The way I see it, the tax law is one of the most complicated and confusing pieces of legislation ever written, and each year it gets worse. I would rather consult an expert on this legislation than try to understand it myself. Now, there are accountants who don't brush up on the changes every year, or try to wing it, but I wouldn't recommend using one of those. 

Personally, I have a general idea of how they tax system works, enough to hold a basic conversation with someone, but I certainly wouldn't have enough knowledge to maximize my benefits, that's why I personally pay a professional.


----------



## ian (Jun 18, 2016)

The challenge of engaging a professional is that some people focus on the hourly rate or the charge rather than spending time to get someone that is recommended and who will provide the desired outcome. The last time I engaged a lawyer i did not even ask what the hourly rate was. I was more concerned about getting the best result possible with the lowest amount of billable time. It is the bottom line fee and the results that we focus on.

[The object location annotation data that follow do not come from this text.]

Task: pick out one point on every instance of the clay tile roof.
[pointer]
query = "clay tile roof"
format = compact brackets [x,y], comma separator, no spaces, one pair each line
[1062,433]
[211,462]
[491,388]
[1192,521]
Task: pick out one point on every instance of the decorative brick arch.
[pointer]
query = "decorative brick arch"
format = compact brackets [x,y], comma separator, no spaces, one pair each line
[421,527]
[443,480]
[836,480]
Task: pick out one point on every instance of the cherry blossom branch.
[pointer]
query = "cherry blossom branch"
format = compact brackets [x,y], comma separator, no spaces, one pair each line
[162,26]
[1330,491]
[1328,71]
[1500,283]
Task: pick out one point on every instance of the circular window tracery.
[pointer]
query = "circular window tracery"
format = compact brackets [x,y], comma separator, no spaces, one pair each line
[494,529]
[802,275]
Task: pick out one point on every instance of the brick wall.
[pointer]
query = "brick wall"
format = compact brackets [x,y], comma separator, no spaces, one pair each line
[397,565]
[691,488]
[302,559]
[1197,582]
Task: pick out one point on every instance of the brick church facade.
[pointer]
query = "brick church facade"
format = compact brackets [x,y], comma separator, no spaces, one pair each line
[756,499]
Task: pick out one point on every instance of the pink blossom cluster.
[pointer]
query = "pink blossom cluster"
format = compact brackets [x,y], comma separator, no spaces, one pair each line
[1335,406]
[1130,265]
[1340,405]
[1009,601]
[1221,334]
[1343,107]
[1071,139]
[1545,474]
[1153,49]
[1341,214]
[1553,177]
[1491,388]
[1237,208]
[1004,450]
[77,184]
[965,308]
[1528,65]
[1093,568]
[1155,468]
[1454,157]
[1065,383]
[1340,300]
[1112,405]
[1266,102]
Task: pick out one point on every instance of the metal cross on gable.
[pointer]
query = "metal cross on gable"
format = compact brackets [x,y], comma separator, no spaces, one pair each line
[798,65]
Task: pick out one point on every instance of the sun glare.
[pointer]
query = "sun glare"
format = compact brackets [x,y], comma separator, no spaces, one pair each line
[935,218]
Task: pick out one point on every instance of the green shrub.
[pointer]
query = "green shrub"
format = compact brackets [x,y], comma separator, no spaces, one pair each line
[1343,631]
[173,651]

I have used Studio Tax for a few years. I tried it at first to do a pro forma return in order to guestimate our tax liability even though the accountant was doing the returns. Our tax situation has been much more straightforward so we have used Studio Tax for the past two years to prepare and file our returns.


----------



## Just a Guy (Mar 27, 2012)

The issue with lower hourly rates is, if you want to earn more for the same work, work slower.


----------



## agent99 (Sep 11, 2013)

Just a Guy said:


> The way I see it, the tax law is one of the most complicated and confusing pieces of legislation ever written, and each year it gets worse. I would rather consult an expert on this legislation than try to understand it myself.


If you find doing a tax return confusing, them hopefully you also hire an adviser to do your investing for you. Not everyone has ability to do these things and they should seek help if confused.

We have owned and run two businesses and now are retired living off our investments. We have always done our own books and tax returns. There is nothing complicated about it really, but it does take some work to stay up to date. For many in same situation, an accountant would no doubt be advisable, but I would rather know exactly what is going on.


----------



## Just a Guy (Mar 27, 2012)

Personally I focus on investing and running businesses. I don't have the time, energy, or intellect to be an expert at everything. Since proper tax planning is important to my success in the first two areas, I prefer to leave that to the experts. Besides, I took math in school where 2+2=4 not a $3M loss.


----------



## agent99 (Sep 11, 2013)

Just a Guy said:


> Personally I focus on investing and running businesses. *I don't have the time, energy, or intellect* to be an expert at everything. Since proper tax planning is important to my success in the first two areas, I prefer to leave that to the experts. Besides, I took math in school where 2+2=4 not a $3M loss.


Sounds like you are doing the right thing


----------